5th December 2025 News

Community Mental Health report: A ‘good summary but will anything change?’

Community • Policy and politics •

The new Community Mental Health report covers neighbourhood mental health centres and a call to guarantee mental health service funding will continue to increase.

In February McPin gave evidence in Parliament on what we believe good community mental healthcare looks like.  

This week the resulting Community Mental Health report was released by the Health and Social Care Committee.  

It includes recommendations to government, which has two months to respond.  

On reading the report it was good to see some of our examples were included, such as work on WHOLE-SMI with Newcastle University, and our evaluation of community mental health transformation pilots with Plymouth University that Harry drew on when giving his in-person evidence:  

“There is a real fear that we feel from some of our colleagues about transformation. If there is constant transformation, things are not given a chance to mature and put down roots.”  

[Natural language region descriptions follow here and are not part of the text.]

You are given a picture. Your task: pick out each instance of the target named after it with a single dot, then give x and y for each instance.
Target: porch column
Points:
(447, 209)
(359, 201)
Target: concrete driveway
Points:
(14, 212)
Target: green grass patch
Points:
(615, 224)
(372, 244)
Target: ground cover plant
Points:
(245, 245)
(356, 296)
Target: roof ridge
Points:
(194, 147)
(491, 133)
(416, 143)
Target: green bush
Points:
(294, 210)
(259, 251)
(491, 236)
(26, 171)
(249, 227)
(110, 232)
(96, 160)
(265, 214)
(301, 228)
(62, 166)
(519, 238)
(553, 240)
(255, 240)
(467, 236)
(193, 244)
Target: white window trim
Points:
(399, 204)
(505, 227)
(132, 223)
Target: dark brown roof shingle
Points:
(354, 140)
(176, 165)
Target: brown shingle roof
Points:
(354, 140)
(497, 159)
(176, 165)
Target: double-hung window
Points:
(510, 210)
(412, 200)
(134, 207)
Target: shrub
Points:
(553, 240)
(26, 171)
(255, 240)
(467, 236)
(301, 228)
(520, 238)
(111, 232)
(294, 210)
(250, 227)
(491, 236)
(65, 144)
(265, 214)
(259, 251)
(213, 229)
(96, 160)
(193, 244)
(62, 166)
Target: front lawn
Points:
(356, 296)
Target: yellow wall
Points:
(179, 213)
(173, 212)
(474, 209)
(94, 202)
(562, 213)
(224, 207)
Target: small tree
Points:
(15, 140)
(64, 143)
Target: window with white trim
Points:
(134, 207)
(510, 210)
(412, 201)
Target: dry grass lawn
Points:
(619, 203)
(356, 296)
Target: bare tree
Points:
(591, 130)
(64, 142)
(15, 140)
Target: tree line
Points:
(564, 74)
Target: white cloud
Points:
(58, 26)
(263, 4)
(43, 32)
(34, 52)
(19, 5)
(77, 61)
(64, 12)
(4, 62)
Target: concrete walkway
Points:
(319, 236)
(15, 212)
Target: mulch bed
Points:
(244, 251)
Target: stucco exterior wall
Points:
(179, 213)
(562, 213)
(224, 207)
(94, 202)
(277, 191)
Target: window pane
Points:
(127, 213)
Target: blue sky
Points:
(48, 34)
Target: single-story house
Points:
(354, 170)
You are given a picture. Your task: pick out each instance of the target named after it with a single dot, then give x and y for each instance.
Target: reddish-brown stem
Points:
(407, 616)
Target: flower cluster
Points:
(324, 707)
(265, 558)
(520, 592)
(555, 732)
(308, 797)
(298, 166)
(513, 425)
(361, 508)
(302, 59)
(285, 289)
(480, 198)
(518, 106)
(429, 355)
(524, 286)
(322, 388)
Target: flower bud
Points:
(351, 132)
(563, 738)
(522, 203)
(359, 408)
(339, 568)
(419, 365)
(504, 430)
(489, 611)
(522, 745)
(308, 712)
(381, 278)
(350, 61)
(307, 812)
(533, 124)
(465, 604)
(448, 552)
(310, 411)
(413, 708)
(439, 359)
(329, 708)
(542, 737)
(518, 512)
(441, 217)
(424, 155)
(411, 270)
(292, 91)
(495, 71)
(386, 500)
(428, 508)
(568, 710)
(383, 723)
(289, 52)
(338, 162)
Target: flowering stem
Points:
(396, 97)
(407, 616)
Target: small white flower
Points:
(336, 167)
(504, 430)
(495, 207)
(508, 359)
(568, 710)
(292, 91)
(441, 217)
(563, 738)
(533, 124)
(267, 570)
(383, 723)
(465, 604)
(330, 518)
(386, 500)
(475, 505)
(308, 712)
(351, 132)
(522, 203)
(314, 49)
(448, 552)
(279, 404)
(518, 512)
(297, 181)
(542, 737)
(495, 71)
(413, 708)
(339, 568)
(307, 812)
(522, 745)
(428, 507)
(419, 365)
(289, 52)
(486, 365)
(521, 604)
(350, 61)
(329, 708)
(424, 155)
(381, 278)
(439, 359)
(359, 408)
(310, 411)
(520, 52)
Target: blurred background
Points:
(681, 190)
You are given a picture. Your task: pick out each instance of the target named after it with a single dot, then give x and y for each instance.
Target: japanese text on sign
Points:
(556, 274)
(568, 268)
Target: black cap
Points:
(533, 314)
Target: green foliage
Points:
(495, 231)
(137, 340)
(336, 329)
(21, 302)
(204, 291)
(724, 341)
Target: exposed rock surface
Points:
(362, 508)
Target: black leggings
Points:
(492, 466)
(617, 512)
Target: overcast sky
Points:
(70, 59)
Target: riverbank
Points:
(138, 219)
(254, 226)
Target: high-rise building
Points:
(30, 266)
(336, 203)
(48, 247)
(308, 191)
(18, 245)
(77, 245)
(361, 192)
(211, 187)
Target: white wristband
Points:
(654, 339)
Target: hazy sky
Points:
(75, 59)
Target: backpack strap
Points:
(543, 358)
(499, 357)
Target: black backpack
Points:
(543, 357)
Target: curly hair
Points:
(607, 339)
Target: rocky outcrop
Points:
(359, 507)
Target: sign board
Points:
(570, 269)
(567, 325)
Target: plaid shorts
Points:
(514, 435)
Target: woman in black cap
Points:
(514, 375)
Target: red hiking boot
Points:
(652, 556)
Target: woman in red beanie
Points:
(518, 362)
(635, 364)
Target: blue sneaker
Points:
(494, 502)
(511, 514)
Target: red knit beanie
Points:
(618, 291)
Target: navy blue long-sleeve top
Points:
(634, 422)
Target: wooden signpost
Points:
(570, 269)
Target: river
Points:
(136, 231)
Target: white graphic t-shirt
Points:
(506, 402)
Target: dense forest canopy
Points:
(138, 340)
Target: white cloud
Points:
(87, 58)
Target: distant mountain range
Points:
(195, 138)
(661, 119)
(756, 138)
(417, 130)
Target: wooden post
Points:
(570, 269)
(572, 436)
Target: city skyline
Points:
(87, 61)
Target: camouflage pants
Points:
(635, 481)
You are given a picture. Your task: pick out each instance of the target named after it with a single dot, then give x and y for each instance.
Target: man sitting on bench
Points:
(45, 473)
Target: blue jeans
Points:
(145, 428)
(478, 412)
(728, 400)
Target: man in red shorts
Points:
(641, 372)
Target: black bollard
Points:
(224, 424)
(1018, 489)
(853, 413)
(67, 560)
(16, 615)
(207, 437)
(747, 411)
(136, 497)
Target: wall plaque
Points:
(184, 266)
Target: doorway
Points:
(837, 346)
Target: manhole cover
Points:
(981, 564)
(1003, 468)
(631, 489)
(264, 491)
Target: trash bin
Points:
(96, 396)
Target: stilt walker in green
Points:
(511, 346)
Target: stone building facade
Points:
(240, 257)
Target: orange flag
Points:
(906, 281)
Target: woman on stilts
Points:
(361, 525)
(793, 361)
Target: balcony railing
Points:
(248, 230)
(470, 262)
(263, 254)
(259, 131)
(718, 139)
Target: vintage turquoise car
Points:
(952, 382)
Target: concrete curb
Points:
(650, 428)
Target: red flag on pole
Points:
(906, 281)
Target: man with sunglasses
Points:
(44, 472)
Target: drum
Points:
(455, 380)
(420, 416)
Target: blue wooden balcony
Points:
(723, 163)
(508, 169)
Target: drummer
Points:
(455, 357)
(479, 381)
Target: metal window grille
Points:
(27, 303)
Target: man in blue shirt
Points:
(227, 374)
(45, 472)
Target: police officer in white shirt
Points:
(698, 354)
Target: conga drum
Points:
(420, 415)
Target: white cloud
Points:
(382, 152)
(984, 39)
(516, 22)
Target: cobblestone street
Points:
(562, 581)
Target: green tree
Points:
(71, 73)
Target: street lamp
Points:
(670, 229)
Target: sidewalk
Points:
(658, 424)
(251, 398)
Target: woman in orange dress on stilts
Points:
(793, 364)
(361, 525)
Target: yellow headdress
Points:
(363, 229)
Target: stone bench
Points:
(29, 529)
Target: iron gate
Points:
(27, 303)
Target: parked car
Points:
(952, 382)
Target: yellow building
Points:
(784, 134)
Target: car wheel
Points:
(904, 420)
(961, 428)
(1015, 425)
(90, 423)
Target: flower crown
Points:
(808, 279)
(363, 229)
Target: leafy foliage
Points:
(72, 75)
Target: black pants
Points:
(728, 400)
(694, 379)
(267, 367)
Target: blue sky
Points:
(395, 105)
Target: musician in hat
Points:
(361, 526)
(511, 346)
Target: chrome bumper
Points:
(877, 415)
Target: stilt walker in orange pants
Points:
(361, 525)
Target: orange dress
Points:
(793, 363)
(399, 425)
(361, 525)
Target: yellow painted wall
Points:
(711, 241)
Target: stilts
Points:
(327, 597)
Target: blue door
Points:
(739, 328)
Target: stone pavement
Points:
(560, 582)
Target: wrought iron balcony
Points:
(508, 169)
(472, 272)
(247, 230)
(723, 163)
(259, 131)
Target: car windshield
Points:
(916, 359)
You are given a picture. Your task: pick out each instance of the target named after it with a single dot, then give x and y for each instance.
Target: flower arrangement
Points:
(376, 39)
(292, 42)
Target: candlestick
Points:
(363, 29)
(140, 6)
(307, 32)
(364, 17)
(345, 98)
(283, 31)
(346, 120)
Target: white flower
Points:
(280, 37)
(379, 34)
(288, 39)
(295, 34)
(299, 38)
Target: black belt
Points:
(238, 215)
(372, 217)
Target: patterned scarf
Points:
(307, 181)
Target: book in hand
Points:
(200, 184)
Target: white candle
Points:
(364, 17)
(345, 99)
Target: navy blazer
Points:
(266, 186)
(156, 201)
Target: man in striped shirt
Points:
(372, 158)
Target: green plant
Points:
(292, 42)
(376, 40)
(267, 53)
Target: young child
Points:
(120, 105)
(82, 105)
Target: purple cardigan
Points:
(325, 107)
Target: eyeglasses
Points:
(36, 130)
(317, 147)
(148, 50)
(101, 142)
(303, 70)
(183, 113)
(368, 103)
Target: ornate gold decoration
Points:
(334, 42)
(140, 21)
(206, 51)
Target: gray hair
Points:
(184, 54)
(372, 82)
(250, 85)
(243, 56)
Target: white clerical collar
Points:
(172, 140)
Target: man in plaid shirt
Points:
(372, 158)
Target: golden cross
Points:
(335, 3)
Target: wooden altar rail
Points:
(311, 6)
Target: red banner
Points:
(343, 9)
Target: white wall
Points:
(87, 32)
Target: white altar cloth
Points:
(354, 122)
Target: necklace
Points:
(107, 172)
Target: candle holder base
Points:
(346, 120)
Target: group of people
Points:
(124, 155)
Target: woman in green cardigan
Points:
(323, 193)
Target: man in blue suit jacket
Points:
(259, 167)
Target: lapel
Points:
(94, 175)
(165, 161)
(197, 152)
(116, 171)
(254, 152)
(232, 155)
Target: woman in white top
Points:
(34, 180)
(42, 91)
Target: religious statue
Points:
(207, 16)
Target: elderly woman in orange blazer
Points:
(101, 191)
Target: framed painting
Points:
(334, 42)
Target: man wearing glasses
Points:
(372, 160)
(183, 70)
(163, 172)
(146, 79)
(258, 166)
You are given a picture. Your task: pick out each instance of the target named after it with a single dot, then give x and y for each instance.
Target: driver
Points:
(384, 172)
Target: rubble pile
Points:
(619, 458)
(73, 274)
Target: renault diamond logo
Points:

Harry Dyson, expert by experience and McPin Peer Researcher & Public Involvement Officer  

These recommendations include extending funding to put 24/7 Neighbourhood Mental Health Centres in every community after the initial six-month pilot. 

Funding for mental health was also a key recommendation. Mental health accounts for over 20% of demand for health services but in 2025/26 it is forecast to receive 8.7% of NHS expenditure, or £15.6 billion.  

While this figure is technically higher than last year, as a proportion of total NHS spending, mental health will receive less – 8.78% down to 8.71%.  

As we said in February, we see that care for people with Severe Mental Illness (SMI) is fragmented, lacks a person-centred focus and too any people are left to slip through the cracks. We also emphasised the importance of lived experience leadership in services – which is reflected in the report.  

There are barriers to implementing recommendations at a systems level, and improvement requires attention to culture change, integration of teams, leadership, cross-sector working and several other common themes.  

Rather than protocolising each of the steps from engagement to endings, systems must encourage personalisation and flexibility and – crucially – draw on the expertise coming from lived experience in its varied forms.  

We hope that the government takes the recommendations of the report as a starting point, helping us move toward compassionate, person-centred care that empowers and funds local services to deliver the support they know their communities need.  

“The report demonstrates that those who gave in-person and written evidence have been heard including experts by experience. It highlights co-production approaches, lived experience leadership contributions, equity frameworks and draws upon current research – but will anything change?  

“We suggested in our evidence that the knowledge to transform mental health services exists but the ability to translate that into action is a vital missing piece of the jigsaw. Let’s hope this report moves us forward with real improvements for people with SMI supported by community mental health services, wherever co-ordinated – the NHS, voluntary sector, local authority or private providers.”